Alex shrugged his shoulders, and made an exclamation in German which brought a laugh from his brother.

"Poor Alex, is the lowest yet most important step of the ladder distasteful to you? I will not trouble you, my boy, nor will I enlist Lina in the service against her wishes--do not fear."

"I fear no work for you, William," Alex said, "when music is concerned, you know that; but----"

"I know--I know," William Herschel said, patting his brother's shoulder; "but, remember, I make even music--yes, even music--that heaven-born gift, subservient to the better understanding of that goodly host of heaven, beyond and above all earthly consideration and mere earthly aims. But let us go to supper. We must eat to live--at any rate, young ones like you must. Come!"

The room below was not in such dire confusion as might have been expected. The harpsichord was pushed close to the wall, with a company of violin, violoncello, and double-bass cases, standing like so many sarcophagi in serried rows.

The table was spread with a clean cloth, and a large drinking-cup of delft ware, supported by three figures of little Cupids, with a bow for a handle, was full of strong ale.

A large brown loaf, and a Cheddar cheese, looked inviting; while a plate of Bath buns, with puffed shining tops, indented with a crescent of lemon-peel, showed the taste for sweet cakes which all Germans display.

"My good sister," Mr. Herschel said, "you are a wondrous housewife; we must not forget to give the mother far away a true and faithful report of your skill--eh, Alex?"

"Skill!" Caroline said. "There is not much skill required--only strength. Come, Mr. Travers, take what there is, and overlook deficiencies."

Then the legs of the mahogany chairs scraped on the bare boards, and the four sat down to their meal. The grace-cup was passed round. Miss Herschel, drawing a clean napkin through the handle, with which those who took a draught wiped their lips and the edge of the cup. The conversation was bright and lively, and Leslie Travers, who was in the first joy of Griselda's acceptance of his love, thought he had never before tasted such excellent bread and cheese, or drunk such beer.

"There is a ball at Lady Westover's to-night, Travers," Alex said. "You are absenting yourself from choice, I doubt not.
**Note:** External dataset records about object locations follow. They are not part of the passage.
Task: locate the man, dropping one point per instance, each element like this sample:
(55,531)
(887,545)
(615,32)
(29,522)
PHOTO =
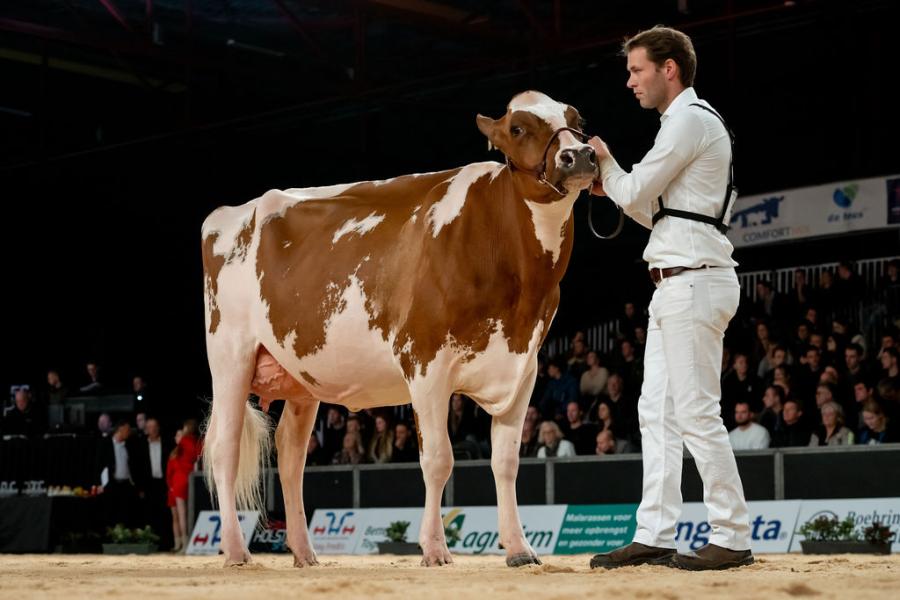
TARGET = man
(747,435)
(681,190)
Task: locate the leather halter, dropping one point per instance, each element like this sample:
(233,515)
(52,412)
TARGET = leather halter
(540,173)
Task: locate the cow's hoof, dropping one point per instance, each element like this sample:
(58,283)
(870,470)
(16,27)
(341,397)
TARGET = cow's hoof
(308,560)
(522,559)
(437,561)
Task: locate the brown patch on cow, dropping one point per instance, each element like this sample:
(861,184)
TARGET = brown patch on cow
(418,430)
(483,267)
(242,243)
(212,264)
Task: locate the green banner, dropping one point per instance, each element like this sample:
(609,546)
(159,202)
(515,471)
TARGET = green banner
(596,528)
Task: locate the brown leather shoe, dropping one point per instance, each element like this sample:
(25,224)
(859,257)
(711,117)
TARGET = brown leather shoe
(631,555)
(713,558)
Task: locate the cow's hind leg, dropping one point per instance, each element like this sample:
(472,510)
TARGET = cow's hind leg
(506,437)
(437,463)
(229,431)
(292,440)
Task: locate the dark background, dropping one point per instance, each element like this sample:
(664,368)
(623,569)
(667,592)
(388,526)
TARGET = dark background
(124,123)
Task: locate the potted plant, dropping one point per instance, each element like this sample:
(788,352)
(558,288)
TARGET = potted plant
(829,536)
(123,540)
(397,544)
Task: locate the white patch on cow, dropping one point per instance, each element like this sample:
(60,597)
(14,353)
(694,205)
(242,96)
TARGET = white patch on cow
(358,227)
(544,107)
(549,222)
(445,210)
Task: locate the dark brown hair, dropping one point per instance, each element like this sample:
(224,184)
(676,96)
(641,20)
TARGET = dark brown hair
(663,43)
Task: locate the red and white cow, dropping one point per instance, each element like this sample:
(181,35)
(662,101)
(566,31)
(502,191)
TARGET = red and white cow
(388,292)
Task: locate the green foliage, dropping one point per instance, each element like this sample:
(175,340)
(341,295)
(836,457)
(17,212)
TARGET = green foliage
(396,531)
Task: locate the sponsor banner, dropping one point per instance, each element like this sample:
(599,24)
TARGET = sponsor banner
(864,512)
(205,538)
(596,528)
(829,209)
(771,525)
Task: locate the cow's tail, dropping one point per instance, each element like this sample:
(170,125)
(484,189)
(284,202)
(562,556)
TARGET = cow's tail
(254,448)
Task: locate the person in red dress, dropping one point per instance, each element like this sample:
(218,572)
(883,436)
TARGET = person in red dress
(178,472)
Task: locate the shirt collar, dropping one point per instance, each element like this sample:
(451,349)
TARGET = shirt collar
(681,101)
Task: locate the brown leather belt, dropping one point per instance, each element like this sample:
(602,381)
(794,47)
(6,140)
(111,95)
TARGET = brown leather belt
(657,275)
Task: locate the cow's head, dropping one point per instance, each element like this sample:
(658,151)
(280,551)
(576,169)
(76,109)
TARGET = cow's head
(523,135)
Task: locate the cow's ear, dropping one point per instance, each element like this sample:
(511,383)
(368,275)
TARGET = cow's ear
(489,128)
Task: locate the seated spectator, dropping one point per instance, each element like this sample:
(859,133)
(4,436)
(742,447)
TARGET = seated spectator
(461,420)
(530,443)
(593,381)
(793,431)
(581,434)
(605,443)
(381,446)
(316,456)
(561,389)
(746,434)
(773,402)
(831,432)
(552,442)
(878,428)
(740,385)
(352,452)
(22,417)
(404,448)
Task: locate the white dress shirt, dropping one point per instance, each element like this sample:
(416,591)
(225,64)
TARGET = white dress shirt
(156,459)
(688,167)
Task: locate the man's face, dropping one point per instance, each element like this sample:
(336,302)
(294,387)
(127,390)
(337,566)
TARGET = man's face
(790,413)
(645,79)
(573,413)
(741,414)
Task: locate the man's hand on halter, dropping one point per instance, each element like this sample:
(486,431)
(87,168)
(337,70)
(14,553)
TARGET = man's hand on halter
(602,151)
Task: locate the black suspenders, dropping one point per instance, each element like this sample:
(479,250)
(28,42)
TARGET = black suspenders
(730,191)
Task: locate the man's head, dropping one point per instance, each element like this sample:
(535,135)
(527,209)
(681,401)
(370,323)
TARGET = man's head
(791,412)
(151,428)
(852,357)
(573,413)
(661,63)
(527,135)
(742,414)
(606,442)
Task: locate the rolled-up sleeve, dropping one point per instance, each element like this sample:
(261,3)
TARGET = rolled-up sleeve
(678,143)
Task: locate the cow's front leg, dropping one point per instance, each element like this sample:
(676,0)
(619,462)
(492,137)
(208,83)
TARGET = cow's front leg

I absent myself from necessity."

"You could have gone, Alex; only I warned you I had no time to get up your lace-ruffles to-day; and you are so reckless with your cravats--all were crumpled and dirty."

"My dear sister, I do not complain. I heard, by-the-bye, Travers, that the voice of the Assembly Room is unanimous in declaring Miss Mainwaring the reigning beauty; but----"

"But what?" Leslie asked.

"There are two or three men inclined to make too free with her name."

Leslie's brow darkened.

"I know of _one_," he said; "but, sir, if you should chance again to hear a word spoken of Miss Mainwaring, you may remind the speaker that she is my promised wife. She has, unworthy as I am, done me the honour to look favourably on my suit this very day."

"Indeed! you are a fortunate man," Alex said heartily.

"I came with the purpose, madam," Leslie said, turning to Miss Herschel, "to ask if you will, when agreeable to you, give Miss Mainwaring lessons in singing? I am," he said, colouring, "responsible for the price of the lessons, only I do not desire to let Miss Mainwaring know this."

"I must look in the book of engagements," Miss Herschel said; "we are over-full as it is. The days lost in the removal threw us back, but," she said, drawing a book with a marble-paper cover from her capacious pocket, "_I_ will run my eye over the lists, and try to arrange it, William."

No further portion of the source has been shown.